De acordo com Ta’zi, tudo começou séculos atrás, depois de 2020, quando aqueles conhecidos como “tomadores da humanidade” passaram a derrubar a vegetação nativa da caatinga. 

Ao chegar na praia, atrás das encostas litorâneas, nos deparamos com estranhas inscrições em cerâmica num jarro completamente coberto pela areia, contendo dentro alguns papéis e ainda aquilo conhecido pelos humanos deste planeta como búzios, conchas e nzimbu. 

Através do banco de dados universal, Ta’zi descobriu a qual idioma pertencia aqueles escritos que reluziam em cores douradas refletidas pela luz do Sol, destacadas no vaso trabalhado em cerâmica artesanal, provindas de antigas realezas, que se perderam no tempo. 

O idioma era ancestral ao kemet hierático, uma escrita sacerdotal usada para arquivar documentos administrativos e científicos.

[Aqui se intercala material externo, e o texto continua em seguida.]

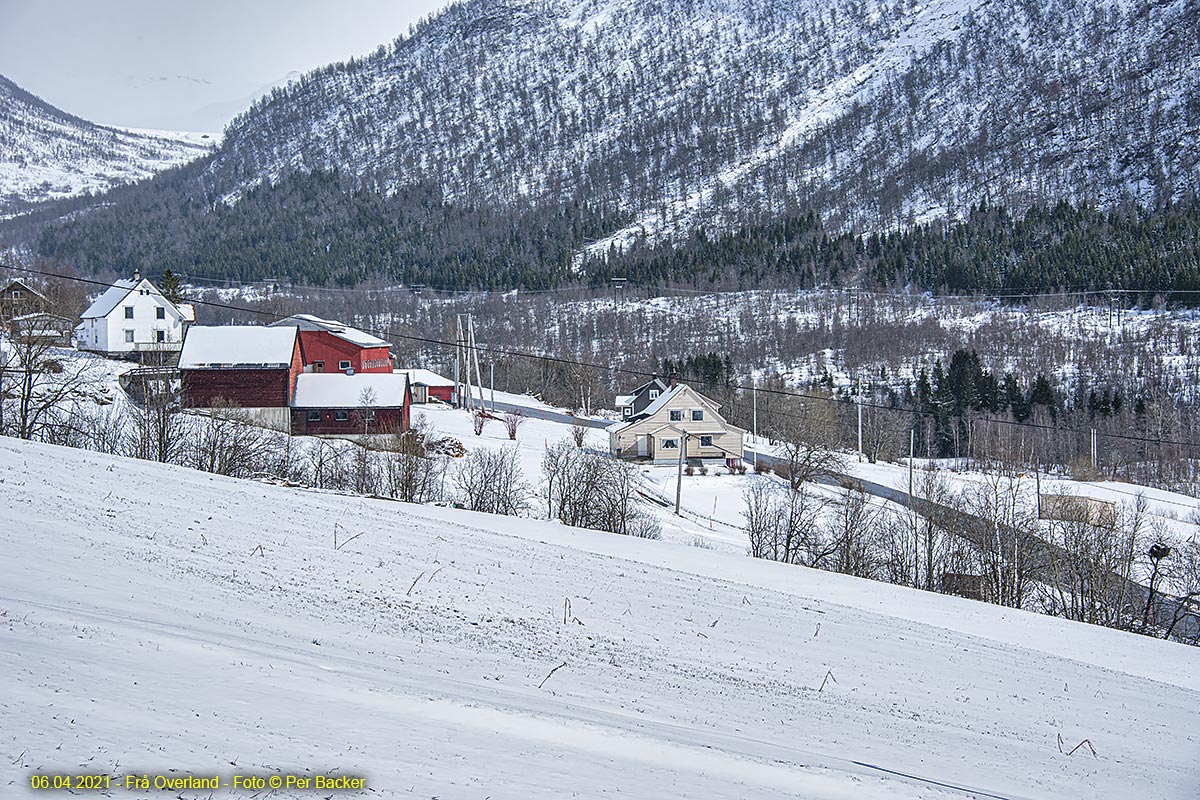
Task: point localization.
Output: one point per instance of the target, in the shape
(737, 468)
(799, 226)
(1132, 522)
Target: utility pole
(683, 449)
(754, 394)
(912, 512)
(859, 429)
(474, 349)
(456, 400)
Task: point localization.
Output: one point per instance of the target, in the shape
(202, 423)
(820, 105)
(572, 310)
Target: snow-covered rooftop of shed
(353, 335)
(336, 390)
(237, 346)
(426, 377)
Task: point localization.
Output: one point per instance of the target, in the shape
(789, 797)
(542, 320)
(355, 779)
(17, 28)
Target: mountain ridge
(48, 154)
(665, 118)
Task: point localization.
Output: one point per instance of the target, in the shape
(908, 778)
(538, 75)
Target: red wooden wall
(323, 346)
(388, 420)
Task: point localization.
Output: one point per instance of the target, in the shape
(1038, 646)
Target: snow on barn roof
(106, 302)
(352, 335)
(335, 390)
(231, 346)
(426, 377)
(18, 282)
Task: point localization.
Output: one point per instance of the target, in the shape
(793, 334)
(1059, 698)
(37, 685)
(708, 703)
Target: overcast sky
(165, 64)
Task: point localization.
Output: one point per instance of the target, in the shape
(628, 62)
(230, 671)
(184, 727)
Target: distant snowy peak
(684, 113)
(47, 154)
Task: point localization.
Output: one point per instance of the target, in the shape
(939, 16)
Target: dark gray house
(636, 402)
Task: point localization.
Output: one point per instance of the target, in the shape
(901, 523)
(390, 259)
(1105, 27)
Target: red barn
(335, 404)
(241, 366)
(333, 347)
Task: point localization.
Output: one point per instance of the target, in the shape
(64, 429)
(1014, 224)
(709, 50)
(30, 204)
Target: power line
(627, 371)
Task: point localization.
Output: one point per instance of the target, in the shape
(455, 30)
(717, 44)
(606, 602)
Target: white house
(678, 417)
(133, 317)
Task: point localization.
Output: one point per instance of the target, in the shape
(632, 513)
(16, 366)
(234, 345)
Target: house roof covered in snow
(210, 347)
(426, 377)
(661, 400)
(18, 282)
(112, 296)
(360, 390)
(342, 331)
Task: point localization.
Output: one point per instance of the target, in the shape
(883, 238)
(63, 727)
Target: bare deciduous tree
(513, 420)
(490, 480)
(592, 491)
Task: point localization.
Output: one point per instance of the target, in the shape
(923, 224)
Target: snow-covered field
(156, 618)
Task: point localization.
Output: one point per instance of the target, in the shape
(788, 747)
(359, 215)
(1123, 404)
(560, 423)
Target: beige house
(678, 417)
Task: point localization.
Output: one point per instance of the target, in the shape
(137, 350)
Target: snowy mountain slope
(145, 630)
(683, 113)
(47, 154)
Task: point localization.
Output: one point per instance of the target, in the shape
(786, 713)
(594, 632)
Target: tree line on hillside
(319, 230)
(1048, 248)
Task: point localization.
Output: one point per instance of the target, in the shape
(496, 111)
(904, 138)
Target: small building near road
(330, 346)
(429, 385)
(132, 317)
(678, 417)
(19, 299)
(341, 405)
(243, 366)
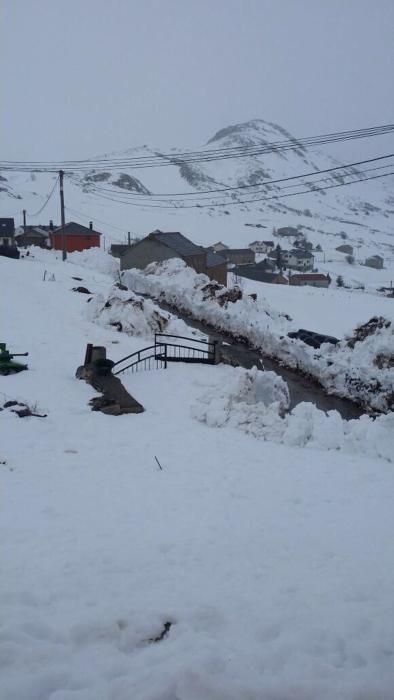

Em um dos papéis, uma frase escrita com as letras de uma mão notadamente feminina nos chamou a atenção:

“Quem é paciente com uma concha de búzio terá um dia 2352 ou ainda milhares deles, como as estrelas que se somam nos céus noturnos”

— Espera aí! Kapusulu Ta’zi! Cruze os dados e busque por qualquer informação ou noticiários do planeta com as palavras-chave “conchas”, “búzios”, “artefatos” e “colapso mundial”! E trace paralelo entre anos de 2652 e 2352.

— Sincronizando dados. Sintonizando em ondas-frequências mais adequadas… Calculando… Recalibração estabelecida e concluída! Noticiários localizados em 24 de março de 2652 e 24 de março 2352… Transmitindo áudios e imagens pelo ecrã em projeção 5D.

24 de março de 2652: “Um grande marco na história nos faz refletir sobre as tantas perdas que já tivemos. Há exatamente três séculos as lembranças que carregamos conosco pesam em nossos corações. Aquela que ficou conhecida como a Gadamés brasileira hoje é um dos mais antigos assentamentos pré-saarianos do Brasil. A nossa ‘cidade oásis’, que guardava grandes descobertas e que revolucionou o mundo, é a mesma que trouxe um colapso global devido aos atritos entre as potências mundiais. A nossa ‘pérola do deserto’ será lembrada para sempre”.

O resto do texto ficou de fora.